A hike-free day in Helmsley and some productive sketching. Good-bye to the Tabular Hills and Swan Cottage and hello to the Cleveland Way. Preparing for the second stage of my hike around the North Yorkshire Moors, and meeting an acquaintance.

Aussie, my host at Swan Cottage  in Newton on Rawcliffe where I have been for the last five nights takes me with my travel bag to Helmsley and I leave it at Carlton Lodge B&B . The busy little market town is the starting point for the Cleveland Way and from here until I arrive in Staithes, my bag will be transferred by The Sherpa Van Project  who I have also used to book my accommodation for each night.

It’s a chilly day and I am drawn like a magnet to a sale in Helmsley Outdoors  shop where I buy a fleece gilet.
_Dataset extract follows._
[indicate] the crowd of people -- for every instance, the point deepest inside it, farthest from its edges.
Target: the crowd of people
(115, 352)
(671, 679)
I am a member of the friendly online community of BlipFoto and have arranged to meet a fellow member in Helmsley. It’s good to meet a new friend and we have a good chat about common interests over a coffee.

Helmsley Castle
Helmsley Castle

Then to Helmsley Castle which sits almost hidden behind the town, just the top of its high keep overlooking the roofs of the small streets below. I pay my English Heritage fee and do my best to avoid the ‘Wouldn’t you like to be a member?’ pressure that one gets at all their sites; living in Ireland is a perfect excuse.

The castle is an impressive site but the wind howling around the buildings is perishing until I find a more sheltered spot half way down into the dry moat to sit and sketch.

Walled Garden, Vine House Café
Walled Garden, Vine House Café

I wander along to the Walled Garden , built in 1758 to provide produce for Duncombe Park and find a quiet seat in the Vine House Café for a sandwich and a sketch in the warm, airy conservatory.

Helmsley
Helmsley

I eat a good meal in The Feathers in the market square and have time for one more sketch before a sound night’s sleep in a bed with a proper blanket instead of a sweaty duvet! In the morning I will start the Cleveland Way: 110 miles if I do it all, but I have planned a four-night stay in Staithes which will give me options to complete some or all of the final coastal sections down to Filey depending on how I feel after 5 days hiking from tomorrow. Will I make it?